Page 1 of 1

Difference performing a full text search in Lucene 2.4 and Lucene 3.1

PostPosted:Thu May 23, 2024 7:18 am
by alan_vallejo
I know that this is more a question for Lucene developers but I just post this just in case you can guide/help me. I also posted this message in StackOverflow (https://stackoverflow.com/questions/785 ... lucene-3-1).

Our actual java application works with Lucene 2.4 and we are triyng to migrate the part of indexing and storing files to OpenKM comunity version that works with Lucene 3.1 by default.

I'm facing same issues while performing the same search in two different versions of Lucene (2.4 and 3.1) using the same index. I think that the problem is with the evolution of the Standard Analyzer class which I'm using in both versions.

Text to search: "Company, S.A."

LUCENE 2.4:

ParseQuery result: text:"company sa" N results.

LUCENE 3.1

ParseQuery result: text:"company s.a" 0 results (expected same results that in version 2.4)

The funny thing is that when I'm searching using Lucene 2.4 it returns the results that I'm expecting while when using Lucene 3.1 version it doesn't.

I've searched how the phrase search works in Lucene and I've learned that when Lucene builds the index of the document it keeps the information of the words that belong to the document and the position of them in it. So, I could understand that the analyzer has changes in version 3.1 and the way that the terms are extracted is diferent but when it extracts the terms it should work the same way!

Another thing that I don't understand is that when I perform a similar search (deleting the dots) both versions return the same results.

Text to search: "Company, SA"

LUCENE 2.4:

ParseQuery result: text:"company sa" N results.

LUCENE 3.1

ParseQuery result: text:"company sa" same N results that version 2.4

So when Lucene indexes the term "s.a" (in version 3.1) what the hell is doing with it and why is not positioning it after "company" term?

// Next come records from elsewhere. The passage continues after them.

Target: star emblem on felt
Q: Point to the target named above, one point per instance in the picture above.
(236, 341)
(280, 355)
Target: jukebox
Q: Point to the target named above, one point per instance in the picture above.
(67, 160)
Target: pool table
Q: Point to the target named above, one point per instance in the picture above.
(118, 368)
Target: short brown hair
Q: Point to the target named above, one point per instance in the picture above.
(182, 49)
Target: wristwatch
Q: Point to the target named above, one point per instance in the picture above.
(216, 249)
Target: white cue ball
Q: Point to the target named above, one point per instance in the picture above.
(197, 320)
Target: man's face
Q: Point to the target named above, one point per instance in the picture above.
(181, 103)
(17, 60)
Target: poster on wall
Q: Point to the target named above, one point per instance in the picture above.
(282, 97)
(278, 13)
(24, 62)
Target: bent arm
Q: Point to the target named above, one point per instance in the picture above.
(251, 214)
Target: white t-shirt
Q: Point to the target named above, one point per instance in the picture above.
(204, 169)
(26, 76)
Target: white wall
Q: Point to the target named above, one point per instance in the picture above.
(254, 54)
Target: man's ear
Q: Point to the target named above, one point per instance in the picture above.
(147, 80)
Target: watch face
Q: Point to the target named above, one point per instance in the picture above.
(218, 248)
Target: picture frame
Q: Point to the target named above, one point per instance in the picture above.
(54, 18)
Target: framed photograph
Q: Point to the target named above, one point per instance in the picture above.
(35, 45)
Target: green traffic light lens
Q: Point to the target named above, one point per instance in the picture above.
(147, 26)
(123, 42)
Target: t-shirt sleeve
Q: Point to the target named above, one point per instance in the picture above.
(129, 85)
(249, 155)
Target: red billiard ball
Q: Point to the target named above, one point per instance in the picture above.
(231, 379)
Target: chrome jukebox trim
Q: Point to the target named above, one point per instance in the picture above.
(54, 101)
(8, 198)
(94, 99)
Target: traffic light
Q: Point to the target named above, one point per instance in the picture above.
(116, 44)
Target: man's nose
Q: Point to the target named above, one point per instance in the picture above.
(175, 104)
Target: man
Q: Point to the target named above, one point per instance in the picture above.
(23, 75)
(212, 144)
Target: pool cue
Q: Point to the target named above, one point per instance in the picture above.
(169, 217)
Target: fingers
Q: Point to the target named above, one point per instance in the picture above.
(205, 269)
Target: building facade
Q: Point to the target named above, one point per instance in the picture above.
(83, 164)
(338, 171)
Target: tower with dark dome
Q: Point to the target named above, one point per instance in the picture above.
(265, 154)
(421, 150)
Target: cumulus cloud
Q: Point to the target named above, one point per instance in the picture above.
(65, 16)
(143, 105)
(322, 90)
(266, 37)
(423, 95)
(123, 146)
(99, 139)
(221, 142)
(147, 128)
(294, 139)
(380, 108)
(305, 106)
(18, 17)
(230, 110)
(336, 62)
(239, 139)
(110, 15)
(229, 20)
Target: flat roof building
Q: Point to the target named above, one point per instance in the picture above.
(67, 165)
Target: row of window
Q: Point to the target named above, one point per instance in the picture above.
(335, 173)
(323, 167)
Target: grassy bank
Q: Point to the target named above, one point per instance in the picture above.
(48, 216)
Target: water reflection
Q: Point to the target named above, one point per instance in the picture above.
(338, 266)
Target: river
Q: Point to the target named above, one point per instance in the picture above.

So, here are the questions for OpenKM developers. If I change in the configuration file configuring an anterior Lucene version what I'm changing really? The way that the analyzer works? The way that the index is build? The speed of the search?

Re: Difference performing a full text search in Lucene 2.4 and Lucene 3.1

PostPosted:Fri May 24, 2024 8:31 am
by pavila
Sorry, only questions about OpenKM.

Re: Difference performing a full text search in Lucene 2.4 and Lucene 3.1

PostPosted:Fri May 24, 2024 10:48 am
by alan_vallejo
Ok, thanks! no worries.

I've searched the code, and I've realised that when you change the lucene version everything works with that version (QueryParser, IndexWritter...)

Lucene 3.0 works in the same way as Lucene 2.4 does. So I would downgrade to that version till I can make a new version of OpenKM with an earlier Hibernate, Hibernate Search and Lucene version.

Thanks for your time and for all the work you've done!